Another record close for US stocks despite the 30-year Treasury yield climbing above 5% and the 10-year yield touching 4.5%. Better-than-expected US retail sales data is being blamed this time for the continued rise in US stocks. Meanwhile, back in the UK, the latest UK employment data recorded another rise in the unemployment rate. Wage inflation cooled to 5% year-over-year, but the theme of fewer people getting paid more money remains. UK inflation rate rising to 3.6%, above the 3.4% economists had forecast, making the Bank of England’s job even harder when it comes to setting interest rate policy. Do they focus on weaker growth, hoping inflation will eventually return to the 2% target, and cut now or wait for signs that inflation rates are falling before acting?
The two-year gilt and the 2-year US Treasury yields are virtually the same, at just over 3.9%. The market is assigning an almost zero probability to the Fed acting at the end of the month, but for the UK, the odds are about 50/50, I would suggest.
Fed Chair Powell’s position remains precarious, as Trump tested the market this week by floating the idea that he was considering relieving him of his post. The market reaction was relatively muted, as Trump then appeared to dampen speculation. I imagine Trump will hope Powell jumps, as he probably would want to avoid having to push him, which could lead to accusations of influencing Fed policy and undermining the Central Bank’s independence.

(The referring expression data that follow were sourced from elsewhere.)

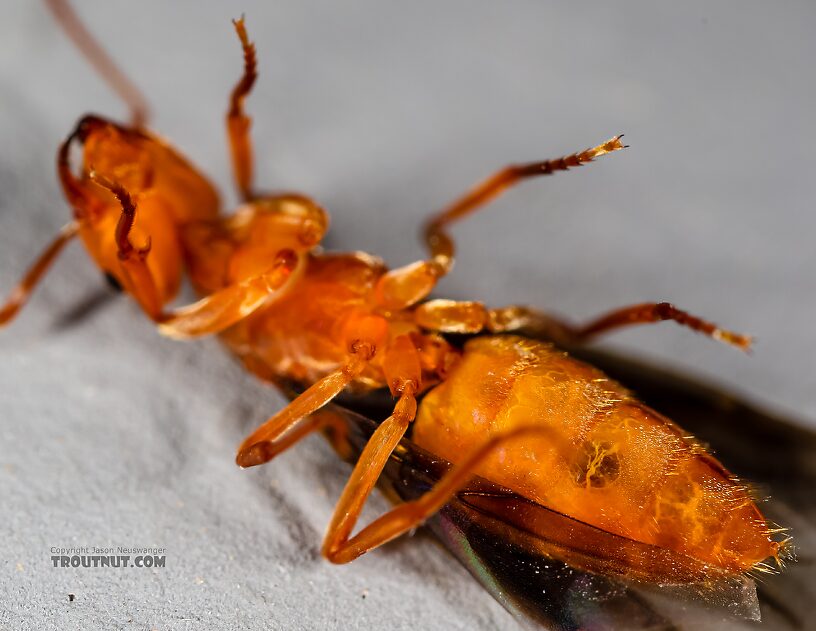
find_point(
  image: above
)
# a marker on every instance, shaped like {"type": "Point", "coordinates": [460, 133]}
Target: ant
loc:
{"type": "Point", "coordinates": [519, 412]}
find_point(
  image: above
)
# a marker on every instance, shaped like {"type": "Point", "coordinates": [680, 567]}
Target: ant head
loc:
{"type": "Point", "coordinates": [132, 192]}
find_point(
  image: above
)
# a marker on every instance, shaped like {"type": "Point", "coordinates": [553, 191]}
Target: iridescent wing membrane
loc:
{"type": "Point", "coordinates": [552, 570]}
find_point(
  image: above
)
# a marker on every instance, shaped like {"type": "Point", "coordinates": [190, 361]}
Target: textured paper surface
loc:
{"type": "Point", "coordinates": [111, 435]}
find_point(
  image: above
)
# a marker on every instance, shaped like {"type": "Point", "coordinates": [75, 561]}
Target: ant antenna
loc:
{"type": "Point", "coordinates": [99, 59]}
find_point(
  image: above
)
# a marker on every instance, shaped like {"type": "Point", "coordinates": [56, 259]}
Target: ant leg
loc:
{"type": "Point", "coordinates": [99, 59]}
{"type": "Point", "coordinates": [449, 316]}
{"type": "Point", "coordinates": [21, 293]}
{"type": "Point", "coordinates": [363, 335]}
{"type": "Point", "coordinates": [339, 548]}
{"type": "Point", "coordinates": [405, 286]}
{"type": "Point", "coordinates": [403, 373]}
{"type": "Point", "coordinates": [211, 314]}
{"type": "Point", "coordinates": [280, 432]}
{"type": "Point", "coordinates": [238, 123]}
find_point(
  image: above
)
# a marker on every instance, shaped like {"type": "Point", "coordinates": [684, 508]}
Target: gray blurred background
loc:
{"type": "Point", "coordinates": [383, 112]}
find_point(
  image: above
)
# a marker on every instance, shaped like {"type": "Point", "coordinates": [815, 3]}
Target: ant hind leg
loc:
{"type": "Point", "coordinates": [238, 123]}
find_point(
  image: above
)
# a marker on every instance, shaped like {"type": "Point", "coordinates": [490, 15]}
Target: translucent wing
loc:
{"type": "Point", "coordinates": [545, 567]}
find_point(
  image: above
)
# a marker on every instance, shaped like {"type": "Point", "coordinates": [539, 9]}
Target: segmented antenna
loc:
{"type": "Point", "coordinates": [99, 59]}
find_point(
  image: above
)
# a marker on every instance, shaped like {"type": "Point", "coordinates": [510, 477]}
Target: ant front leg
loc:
{"type": "Point", "coordinates": [450, 316]}
{"type": "Point", "coordinates": [405, 286]}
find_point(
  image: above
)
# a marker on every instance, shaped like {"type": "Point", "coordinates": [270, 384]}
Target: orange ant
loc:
{"type": "Point", "coordinates": [518, 412]}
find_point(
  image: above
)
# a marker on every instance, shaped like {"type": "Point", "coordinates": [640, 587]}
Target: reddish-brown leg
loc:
{"type": "Point", "coordinates": [238, 123]}
{"type": "Point", "coordinates": [100, 60]}
{"type": "Point", "coordinates": [271, 437]}
{"type": "Point", "coordinates": [209, 315]}
{"type": "Point", "coordinates": [21, 293]}
{"type": "Point", "coordinates": [405, 286]}
{"type": "Point", "coordinates": [449, 316]}
{"type": "Point", "coordinates": [339, 548]}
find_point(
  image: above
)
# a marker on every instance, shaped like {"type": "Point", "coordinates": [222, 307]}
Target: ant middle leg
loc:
{"type": "Point", "coordinates": [449, 316]}
{"type": "Point", "coordinates": [238, 123]}
{"type": "Point", "coordinates": [339, 547]}
{"type": "Point", "coordinates": [405, 286]}
{"type": "Point", "coordinates": [364, 335]}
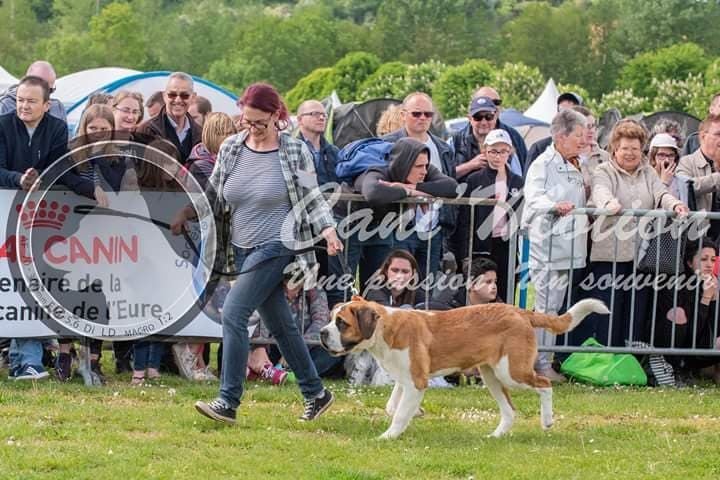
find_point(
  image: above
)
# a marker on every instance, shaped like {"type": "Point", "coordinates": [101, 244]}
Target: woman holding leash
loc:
{"type": "Point", "coordinates": [267, 179]}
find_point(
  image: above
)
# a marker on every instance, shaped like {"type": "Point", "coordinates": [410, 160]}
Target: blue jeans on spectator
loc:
{"type": "Point", "coordinates": [25, 351]}
{"type": "Point", "coordinates": [372, 252]}
{"type": "Point", "coordinates": [262, 290]}
{"type": "Point", "coordinates": [147, 355]}
{"type": "Point", "coordinates": [417, 244]}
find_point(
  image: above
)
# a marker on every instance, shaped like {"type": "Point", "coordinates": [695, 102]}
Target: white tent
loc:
{"type": "Point", "coordinates": [148, 83]}
{"type": "Point", "coordinates": [72, 88]}
{"type": "Point", "coordinates": [6, 80]}
{"type": "Point", "coordinates": [545, 106]}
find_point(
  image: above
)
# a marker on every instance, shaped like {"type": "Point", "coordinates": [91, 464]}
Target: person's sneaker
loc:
{"type": "Point", "coordinates": [217, 410]}
{"type": "Point", "coordinates": [273, 375]}
{"type": "Point", "coordinates": [31, 372]}
{"type": "Point", "coordinates": [552, 375]}
{"type": "Point", "coordinates": [63, 367]}
{"type": "Point", "coordinates": [185, 359]}
{"type": "Point", "coordinates": [317, 406]}
{"type": "Point", "coordinates": [123, 365]}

The first week’s earnings season produced few surprises, but one company saw the benefit of the weaker US dollar, as Johnson and Johnson raised their guidance for the year, mainly due to the currency tailwind, which helped the share price rise. Later today we get Michigan Consumer confidence and inflation expectations. We shall see if that pushes the Fed closer to a rate cut. As for now stocks in Europe look like opening in a positive mood.